The U of O Press is the university’s academic publishing arm, printing titles on a wide range of academic topics, by professors at the U of O and elsewhere. The Press is the only fully bilingual university press in Canada.
Press director Lara Mainville said that there are many titles this publishing season that are highly relevant to current society, such as Ethical Hacking on the timely topic of hacktivism, texts on shifting geopolitics in the Anthropocene (the current geological age of human influence on the environment), and studies of separatism and language policy.
The Press also publishes a large number of studies in general academic topics, including studies in Canadian literature, several monographs on Tolstoy, critical texts on education, and even a book about Leonard Cohen’s music, among countless other topics.
An academic press, said Frémont, is core to a university’s reputation and helps distribute valuable and cutting edge research.
“University presses for us have a great value for outreaching the academic work being done at the U of O,” said Frémont. “Books matter, research matters.”

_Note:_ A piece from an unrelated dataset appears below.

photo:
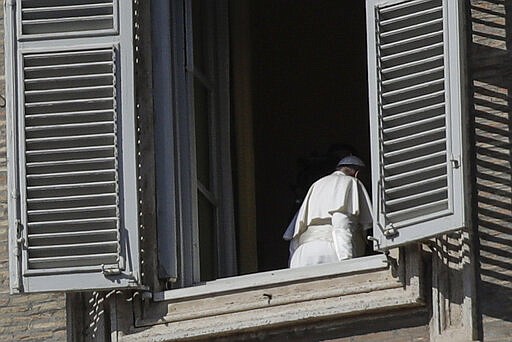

Frémont highlighted the importance of the U of O Press as a bilingual press, providing an essential outlet for research on French-Canadian society and policy. Getting research out in French is vital to the U of O’s mandate, said Frémont.
Frémont’s decisive statement that “books are still important” elicited a round of applause from the audience. The Press, however, is expanding beyond physical books into open-access ebooks and audiobooks as well.
Mainville said that the Press has published more books this season than ever before.